Table 5 shows the results. The Prompt baseline uses Llama-2 with a standard instruction. Prompt+RSA (the proposed method) significantly improves the readability scores (Flesch Reading Ease or FRE). For the “Readable” setting, RSA boosted the FRE score from 76.07 to nearly 80, indicating simpler text. Conversely, for the “Formal” setting, it successfully lowered the FRE score, indicating more complex text.

Critically, did this control hurt the quality of the summary?

Figure 7: Factual consistency, Specificity, and Abstractiveness.

Figure 7 analyzes the quality. Panel (a) shows Factual Consistency. Importantly, RSA-Control does not hallucinate more than the baseline; the factual consistency remains high. Panels (b) and (c) show that RSA-Control tends to be more abstractive (rewriting content rather than copying it) and adjusts specificity according to the target audience.

The templates used for these prompts are simple, highlighting the lightweight nature of the setup:

Table 1: Templates used to construct control prompts.

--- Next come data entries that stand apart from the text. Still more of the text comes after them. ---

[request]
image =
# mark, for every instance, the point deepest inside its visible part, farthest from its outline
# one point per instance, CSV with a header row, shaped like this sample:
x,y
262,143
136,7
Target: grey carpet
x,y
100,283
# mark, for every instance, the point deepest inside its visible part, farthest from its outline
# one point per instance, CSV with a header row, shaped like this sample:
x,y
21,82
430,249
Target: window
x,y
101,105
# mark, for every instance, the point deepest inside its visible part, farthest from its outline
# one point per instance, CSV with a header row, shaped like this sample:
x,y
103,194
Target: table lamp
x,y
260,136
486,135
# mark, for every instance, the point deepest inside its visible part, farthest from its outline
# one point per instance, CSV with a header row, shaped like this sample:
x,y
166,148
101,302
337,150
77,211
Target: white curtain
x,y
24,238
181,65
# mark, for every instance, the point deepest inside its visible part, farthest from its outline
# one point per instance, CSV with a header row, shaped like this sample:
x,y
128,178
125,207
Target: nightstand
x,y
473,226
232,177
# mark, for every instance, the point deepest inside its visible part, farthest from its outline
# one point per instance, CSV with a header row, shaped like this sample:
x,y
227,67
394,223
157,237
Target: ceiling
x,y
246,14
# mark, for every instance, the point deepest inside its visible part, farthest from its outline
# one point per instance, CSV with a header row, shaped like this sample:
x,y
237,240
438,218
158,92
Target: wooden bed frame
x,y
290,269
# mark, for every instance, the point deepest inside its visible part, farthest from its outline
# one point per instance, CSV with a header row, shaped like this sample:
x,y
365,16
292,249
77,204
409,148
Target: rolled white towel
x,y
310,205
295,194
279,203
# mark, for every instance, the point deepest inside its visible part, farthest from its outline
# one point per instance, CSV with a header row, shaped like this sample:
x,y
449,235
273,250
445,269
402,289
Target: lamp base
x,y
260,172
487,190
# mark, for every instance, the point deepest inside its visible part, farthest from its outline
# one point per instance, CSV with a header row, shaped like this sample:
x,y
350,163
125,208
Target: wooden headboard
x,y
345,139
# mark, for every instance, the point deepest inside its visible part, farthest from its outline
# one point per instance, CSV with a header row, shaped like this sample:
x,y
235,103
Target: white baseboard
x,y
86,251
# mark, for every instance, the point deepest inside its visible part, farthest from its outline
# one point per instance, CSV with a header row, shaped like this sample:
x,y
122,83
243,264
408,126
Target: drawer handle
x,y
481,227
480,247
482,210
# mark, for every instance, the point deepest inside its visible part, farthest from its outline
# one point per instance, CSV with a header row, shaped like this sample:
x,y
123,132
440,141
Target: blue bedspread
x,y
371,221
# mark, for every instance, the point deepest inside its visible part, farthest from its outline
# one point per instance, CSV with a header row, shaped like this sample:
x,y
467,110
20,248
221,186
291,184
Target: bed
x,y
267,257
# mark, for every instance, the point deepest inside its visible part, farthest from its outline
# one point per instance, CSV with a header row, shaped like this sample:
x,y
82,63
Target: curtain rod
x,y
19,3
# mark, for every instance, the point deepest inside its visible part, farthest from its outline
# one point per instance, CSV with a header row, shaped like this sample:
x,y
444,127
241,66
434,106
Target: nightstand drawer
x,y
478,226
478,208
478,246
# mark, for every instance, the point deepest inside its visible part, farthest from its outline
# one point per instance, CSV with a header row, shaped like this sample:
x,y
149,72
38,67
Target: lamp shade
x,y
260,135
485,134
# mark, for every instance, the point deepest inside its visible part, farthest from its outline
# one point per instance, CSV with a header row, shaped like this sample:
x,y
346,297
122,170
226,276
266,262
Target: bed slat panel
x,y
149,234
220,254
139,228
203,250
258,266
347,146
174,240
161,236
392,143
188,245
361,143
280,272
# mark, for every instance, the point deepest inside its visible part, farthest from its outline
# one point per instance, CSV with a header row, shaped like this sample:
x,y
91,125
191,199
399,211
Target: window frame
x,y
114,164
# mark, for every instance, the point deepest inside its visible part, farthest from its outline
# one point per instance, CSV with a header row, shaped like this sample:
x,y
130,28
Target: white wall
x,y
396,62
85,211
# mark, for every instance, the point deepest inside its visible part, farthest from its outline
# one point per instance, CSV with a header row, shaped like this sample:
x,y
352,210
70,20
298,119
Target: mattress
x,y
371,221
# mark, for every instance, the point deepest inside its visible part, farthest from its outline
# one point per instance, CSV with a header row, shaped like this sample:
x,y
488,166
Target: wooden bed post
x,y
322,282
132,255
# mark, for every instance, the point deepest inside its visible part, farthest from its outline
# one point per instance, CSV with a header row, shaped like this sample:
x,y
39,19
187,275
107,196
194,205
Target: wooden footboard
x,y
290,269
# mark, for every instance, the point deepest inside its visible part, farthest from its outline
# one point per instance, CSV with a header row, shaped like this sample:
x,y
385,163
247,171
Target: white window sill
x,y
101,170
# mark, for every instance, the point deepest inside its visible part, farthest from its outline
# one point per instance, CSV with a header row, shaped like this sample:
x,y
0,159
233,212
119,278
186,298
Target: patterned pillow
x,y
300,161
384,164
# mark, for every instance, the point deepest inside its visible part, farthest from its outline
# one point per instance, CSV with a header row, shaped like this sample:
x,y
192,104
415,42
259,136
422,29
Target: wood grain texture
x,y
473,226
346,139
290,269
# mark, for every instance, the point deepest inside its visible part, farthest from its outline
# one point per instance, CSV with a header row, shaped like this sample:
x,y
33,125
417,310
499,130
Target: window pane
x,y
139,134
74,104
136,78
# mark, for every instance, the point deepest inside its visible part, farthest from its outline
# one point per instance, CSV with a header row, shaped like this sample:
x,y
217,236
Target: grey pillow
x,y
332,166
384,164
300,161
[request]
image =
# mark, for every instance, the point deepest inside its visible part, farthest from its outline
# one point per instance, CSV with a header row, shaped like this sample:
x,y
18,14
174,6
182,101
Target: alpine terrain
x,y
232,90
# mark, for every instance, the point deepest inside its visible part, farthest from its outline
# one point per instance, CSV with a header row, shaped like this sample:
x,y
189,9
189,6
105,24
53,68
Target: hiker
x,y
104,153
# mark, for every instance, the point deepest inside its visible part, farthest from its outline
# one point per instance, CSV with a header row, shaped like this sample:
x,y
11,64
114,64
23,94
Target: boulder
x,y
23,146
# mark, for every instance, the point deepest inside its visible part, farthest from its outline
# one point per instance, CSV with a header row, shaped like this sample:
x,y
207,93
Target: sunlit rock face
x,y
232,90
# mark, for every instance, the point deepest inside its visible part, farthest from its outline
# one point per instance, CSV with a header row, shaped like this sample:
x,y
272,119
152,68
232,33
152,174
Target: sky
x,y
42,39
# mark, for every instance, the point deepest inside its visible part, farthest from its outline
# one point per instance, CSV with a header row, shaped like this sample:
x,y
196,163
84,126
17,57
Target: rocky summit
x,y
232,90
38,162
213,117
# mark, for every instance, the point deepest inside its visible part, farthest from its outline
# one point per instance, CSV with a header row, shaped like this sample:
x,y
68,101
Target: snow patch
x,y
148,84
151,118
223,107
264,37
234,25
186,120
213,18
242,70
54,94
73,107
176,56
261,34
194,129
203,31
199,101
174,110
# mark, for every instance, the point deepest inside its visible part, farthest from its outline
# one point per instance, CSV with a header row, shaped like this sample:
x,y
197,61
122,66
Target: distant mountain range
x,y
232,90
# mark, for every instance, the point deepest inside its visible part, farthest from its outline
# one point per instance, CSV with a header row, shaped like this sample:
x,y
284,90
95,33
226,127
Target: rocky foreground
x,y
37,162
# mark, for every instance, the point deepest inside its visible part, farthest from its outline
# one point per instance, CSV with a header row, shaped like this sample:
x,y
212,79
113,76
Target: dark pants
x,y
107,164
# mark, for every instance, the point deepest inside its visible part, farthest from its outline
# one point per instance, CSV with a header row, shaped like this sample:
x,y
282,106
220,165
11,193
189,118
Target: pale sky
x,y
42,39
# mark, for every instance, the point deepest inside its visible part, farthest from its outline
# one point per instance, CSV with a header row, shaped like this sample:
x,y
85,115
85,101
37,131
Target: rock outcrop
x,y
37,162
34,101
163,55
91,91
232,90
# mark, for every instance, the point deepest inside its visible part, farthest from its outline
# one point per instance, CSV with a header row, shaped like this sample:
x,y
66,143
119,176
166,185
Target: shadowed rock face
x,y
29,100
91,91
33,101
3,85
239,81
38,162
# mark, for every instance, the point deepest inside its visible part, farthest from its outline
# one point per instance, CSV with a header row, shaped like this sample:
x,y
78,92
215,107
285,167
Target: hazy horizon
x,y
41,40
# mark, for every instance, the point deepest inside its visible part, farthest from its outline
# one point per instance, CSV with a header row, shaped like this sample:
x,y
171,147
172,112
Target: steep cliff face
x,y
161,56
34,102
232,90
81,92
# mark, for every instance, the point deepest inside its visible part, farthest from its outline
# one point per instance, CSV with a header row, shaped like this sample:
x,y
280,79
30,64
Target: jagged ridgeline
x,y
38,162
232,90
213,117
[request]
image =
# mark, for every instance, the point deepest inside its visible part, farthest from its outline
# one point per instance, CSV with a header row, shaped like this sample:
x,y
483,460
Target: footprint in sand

Conclusion and Implications

RSA-Control represents a significant step forward in making Large Language Models safer and more adaptable without the massive cost of re-training. By modeling generation as a pragmatic communication game, the framework allows us to “reason” with the model mathematically.

Key Takeaways:

  1. Training-Free: It works on top of existing models (GPT-2, Llama-2) using only inference-time adjustments.
  2. Dynamic Control: The self-adjustable rationality parameter (\(\tilde{\alpha}\)) solves the “Goldilocks problem” of control strength—applying just the right amount of pressure to guide the model without breaking its fluency.
  3. Versatile: It works for open-ended generation (reducing toxicity) and constrained tasks (summarization).

While there is a slight computational cost during inference (since the model has to run the “listener” check), the benefits in safety and control precision make it a compelling technique for deploying LLMs in the real world. As models get larger and harder to fine-tune, pragmatics-based approaches like RSA-Control likely represent the future of reliable AI interaction.